On finit par se demander si c’était vraiment un couple mal assorti et si ces deux natures, ces deux caractères bien différents n’étaient pas complémentaires ?
« Oui, je pense que c’est les deux. C’est l’amour au sens platonicien du terme, c’est-à-dire les deux morceaux d’une seule pièce, les deux faces d’une médaille. C’est ce qu’on appelle l’âme sœur peut-être, âme qu’il faut chercher à travers le monde, chercher son complément. Pour le coup, ils étaient extrêmement complémentaires puisqu’ils étaient tout à fait dissemblables. »
Pourquoi « La Déesse des petites victoires » ? Quel est le sens profond de ce titre ?
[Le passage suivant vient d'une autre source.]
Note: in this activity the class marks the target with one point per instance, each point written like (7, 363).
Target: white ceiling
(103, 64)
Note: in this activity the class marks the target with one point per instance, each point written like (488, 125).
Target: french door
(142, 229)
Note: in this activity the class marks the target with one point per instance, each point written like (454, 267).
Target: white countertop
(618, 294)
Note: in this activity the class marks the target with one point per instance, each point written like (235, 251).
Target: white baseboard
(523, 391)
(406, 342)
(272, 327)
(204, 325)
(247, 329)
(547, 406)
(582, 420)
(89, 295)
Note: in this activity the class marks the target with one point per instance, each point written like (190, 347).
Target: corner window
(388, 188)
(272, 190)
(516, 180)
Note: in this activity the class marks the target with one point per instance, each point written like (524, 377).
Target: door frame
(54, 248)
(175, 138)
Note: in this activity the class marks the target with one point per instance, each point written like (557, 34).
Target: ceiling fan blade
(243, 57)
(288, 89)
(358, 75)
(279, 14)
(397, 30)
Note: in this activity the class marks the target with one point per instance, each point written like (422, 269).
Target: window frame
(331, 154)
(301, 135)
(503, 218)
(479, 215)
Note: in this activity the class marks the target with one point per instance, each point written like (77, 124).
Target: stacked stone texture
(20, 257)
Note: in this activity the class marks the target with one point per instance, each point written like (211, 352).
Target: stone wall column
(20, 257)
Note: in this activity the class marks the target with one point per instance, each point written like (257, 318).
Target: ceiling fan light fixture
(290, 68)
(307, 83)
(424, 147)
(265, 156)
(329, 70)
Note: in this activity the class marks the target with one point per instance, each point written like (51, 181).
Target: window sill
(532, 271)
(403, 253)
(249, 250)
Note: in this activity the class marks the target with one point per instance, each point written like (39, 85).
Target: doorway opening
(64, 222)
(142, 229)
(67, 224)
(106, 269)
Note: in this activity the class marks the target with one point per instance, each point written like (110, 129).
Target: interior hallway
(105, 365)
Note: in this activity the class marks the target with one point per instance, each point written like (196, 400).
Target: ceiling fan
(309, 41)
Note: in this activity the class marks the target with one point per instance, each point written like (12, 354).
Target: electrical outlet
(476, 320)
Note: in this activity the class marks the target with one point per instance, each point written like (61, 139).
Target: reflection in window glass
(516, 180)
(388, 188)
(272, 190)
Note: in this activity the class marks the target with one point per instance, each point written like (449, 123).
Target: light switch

« Un bon sens puisque Kurt Gödel a eu une grande victoire, celle de la postérité. Il est devenu un dieu des mathématiques, une idole, mais sans Adèle, sans sa femme, il n’aurait pas survécu. Il n’aurait certainement pas pu concevoir toute son œuvre. Donc, Adèle est la déesse des petites victoires, celle du quotidien, et en particulier celle des petites cuillères puisque quand son mari était anorexique et dépressif pendant une partie de sa vie, quand il était au sanatorium, elle le nourrissait à la petite cuillère, petite cuillère après petite cuillère. Elle l’a soutenu pendant cinquante ans. Elle l’a porté à bout de bras et elle l’a maintenu en vie. Ce sont donc ses petites victoires sur la mort et la dépression et c’est elle qui est la déesse du quotidien. »Peut-on dire que la vie d’Adèle Gödel, que le lecteur retrouve comme une vieille femme acariâtre, n’a pas été donc une vie ratée, comme il semblerait au premier abord, mais au contraire une vie, certes, extrêmement difficile, mais aussi extrêmement riche ?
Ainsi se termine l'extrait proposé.